Wednesday, July 13, 2016

Virtual reality being used to treat cancer

Virtual reality is just not for the gaming world as doctors are using it to help treat cancer patients. the technology allows doctors to get inside a patient’s cancer and pinpoint the cause.

“I can zoom in that protein structure,” said Alex Sigaras, research associate at Weill Cornell Medicine. “By moving my hands around, I can rotate that model.”

Doctors are already using virtual reality simulations to treat depression, substance abuse and even post-traumatic stress disorder.
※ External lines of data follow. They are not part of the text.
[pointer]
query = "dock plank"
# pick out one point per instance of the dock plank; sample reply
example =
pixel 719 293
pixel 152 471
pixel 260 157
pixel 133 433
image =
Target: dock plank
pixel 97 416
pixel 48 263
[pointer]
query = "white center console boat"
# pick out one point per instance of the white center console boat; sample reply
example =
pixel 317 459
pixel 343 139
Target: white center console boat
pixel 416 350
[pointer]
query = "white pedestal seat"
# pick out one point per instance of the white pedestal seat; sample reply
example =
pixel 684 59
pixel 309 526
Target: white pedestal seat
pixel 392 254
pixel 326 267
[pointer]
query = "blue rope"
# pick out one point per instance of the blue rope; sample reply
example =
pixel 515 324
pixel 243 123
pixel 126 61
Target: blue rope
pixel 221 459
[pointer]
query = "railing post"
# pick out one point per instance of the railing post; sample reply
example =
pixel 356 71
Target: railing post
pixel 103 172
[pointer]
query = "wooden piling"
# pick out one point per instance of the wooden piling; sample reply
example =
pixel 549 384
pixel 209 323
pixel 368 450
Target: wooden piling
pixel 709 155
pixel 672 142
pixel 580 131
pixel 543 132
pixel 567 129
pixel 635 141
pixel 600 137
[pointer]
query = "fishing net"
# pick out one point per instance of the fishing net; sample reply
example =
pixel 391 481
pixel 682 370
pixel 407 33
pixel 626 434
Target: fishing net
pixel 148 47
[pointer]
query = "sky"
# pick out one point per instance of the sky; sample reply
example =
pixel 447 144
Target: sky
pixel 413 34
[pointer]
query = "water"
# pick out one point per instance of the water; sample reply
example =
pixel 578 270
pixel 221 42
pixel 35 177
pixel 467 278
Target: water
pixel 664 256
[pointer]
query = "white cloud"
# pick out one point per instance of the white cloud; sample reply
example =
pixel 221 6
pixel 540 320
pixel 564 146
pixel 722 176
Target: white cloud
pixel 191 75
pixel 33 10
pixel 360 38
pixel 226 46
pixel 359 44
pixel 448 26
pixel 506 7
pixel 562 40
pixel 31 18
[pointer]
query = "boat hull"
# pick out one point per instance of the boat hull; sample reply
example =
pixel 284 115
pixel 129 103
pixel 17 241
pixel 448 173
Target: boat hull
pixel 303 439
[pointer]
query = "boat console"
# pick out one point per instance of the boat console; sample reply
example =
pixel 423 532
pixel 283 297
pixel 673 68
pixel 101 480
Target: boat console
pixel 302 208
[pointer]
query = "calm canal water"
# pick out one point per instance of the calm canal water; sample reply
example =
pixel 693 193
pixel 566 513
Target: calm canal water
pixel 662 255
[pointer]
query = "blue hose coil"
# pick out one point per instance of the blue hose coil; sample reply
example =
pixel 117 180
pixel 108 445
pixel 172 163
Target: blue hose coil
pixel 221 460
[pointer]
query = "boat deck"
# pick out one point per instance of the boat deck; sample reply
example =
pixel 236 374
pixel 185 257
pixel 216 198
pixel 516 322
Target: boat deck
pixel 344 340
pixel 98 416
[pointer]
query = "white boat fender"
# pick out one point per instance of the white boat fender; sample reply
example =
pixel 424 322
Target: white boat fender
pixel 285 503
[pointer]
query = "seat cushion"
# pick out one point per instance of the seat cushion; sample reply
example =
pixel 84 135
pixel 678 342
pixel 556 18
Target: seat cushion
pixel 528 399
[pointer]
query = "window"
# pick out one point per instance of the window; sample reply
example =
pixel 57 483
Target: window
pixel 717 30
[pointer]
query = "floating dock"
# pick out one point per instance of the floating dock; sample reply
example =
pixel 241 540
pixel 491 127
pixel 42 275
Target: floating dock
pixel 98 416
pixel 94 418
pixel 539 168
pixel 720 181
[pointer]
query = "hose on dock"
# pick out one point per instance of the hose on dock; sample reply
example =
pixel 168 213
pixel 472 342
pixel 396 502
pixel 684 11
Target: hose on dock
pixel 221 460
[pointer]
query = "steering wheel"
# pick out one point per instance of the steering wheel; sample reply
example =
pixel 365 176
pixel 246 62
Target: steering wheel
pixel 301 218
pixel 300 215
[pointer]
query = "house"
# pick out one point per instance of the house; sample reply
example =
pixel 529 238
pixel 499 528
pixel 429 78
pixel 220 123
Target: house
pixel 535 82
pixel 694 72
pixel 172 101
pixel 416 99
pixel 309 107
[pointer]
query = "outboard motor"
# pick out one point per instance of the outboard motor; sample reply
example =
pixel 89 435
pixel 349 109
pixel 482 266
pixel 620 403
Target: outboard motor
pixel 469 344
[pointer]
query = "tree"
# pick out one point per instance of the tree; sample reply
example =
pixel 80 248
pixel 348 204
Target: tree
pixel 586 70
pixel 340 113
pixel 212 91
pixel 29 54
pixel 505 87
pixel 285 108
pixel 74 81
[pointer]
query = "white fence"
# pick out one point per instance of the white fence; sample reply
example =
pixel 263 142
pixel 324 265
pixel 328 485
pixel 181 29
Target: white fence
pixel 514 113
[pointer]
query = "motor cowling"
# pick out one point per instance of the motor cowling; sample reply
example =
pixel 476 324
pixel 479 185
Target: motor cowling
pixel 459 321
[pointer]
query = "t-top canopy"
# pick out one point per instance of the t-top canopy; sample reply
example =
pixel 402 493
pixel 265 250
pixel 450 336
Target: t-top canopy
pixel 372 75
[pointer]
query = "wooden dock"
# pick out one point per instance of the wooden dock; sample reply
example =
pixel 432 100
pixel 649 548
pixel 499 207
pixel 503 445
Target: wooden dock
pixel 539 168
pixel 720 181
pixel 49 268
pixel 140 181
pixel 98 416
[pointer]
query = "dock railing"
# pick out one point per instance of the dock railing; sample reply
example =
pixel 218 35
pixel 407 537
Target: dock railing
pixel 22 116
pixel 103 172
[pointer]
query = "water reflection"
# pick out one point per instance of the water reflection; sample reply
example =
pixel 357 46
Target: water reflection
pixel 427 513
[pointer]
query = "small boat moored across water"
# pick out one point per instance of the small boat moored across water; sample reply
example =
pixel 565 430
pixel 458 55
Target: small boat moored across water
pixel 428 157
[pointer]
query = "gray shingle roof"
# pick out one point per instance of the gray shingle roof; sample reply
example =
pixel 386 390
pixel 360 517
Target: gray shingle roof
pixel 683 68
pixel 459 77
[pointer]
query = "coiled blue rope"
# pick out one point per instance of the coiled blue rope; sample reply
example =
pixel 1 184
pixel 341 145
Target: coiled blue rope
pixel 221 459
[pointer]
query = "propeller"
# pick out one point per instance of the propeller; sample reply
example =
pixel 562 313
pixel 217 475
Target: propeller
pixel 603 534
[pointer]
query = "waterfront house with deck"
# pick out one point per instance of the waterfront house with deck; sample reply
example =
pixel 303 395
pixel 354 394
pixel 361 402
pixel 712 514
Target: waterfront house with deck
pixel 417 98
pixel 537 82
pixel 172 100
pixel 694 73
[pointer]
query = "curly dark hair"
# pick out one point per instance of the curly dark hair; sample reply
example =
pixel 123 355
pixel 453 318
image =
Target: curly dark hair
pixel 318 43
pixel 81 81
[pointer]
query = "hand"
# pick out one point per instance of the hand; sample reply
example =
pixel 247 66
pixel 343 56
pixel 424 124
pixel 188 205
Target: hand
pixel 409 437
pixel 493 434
“What we’re doing in using this kind of treatment is helping the person recall more of the story, if you will, so they can then process it and the cues to danger are extinguished,” Dr. Joann Difede said.

When it comes to cancer, the creators of this new technology use it to map genetic mutations drive the disease three-dimensionally. Other patient information, like MRI’s and pathology reports, can also be viewed, all on one interface.

“Instead of just looking at numbers of how the mutation occurs, you can see it in a more visual and colorful way,” Sigaras said.

Co-creator and associate professor Olivier Elemento, also with Weill Cornell Medicine and the Englander Institute for Precision Medicine, said virtual reality can help doctors better understand how a mutation or the protein it makes transforms a cell into cancer which, in return, will help them find a drug to better target it,

“The physician is able to browse all of this information, it will be like ‘Minority Report,’” Elemento said. “You’ve seen the movie where Tom Cruise is browsing things, pushing things around, bringing things in, we are trying to achieve the same thing.”

Humans are just visual animals and seeing a protein or mutation lets researchers see how to design a drug to fit and treat the cancer.

This virtual reality can be accessed by many doctors from anywhere in the world at the same time, so they can collaborate on treatment.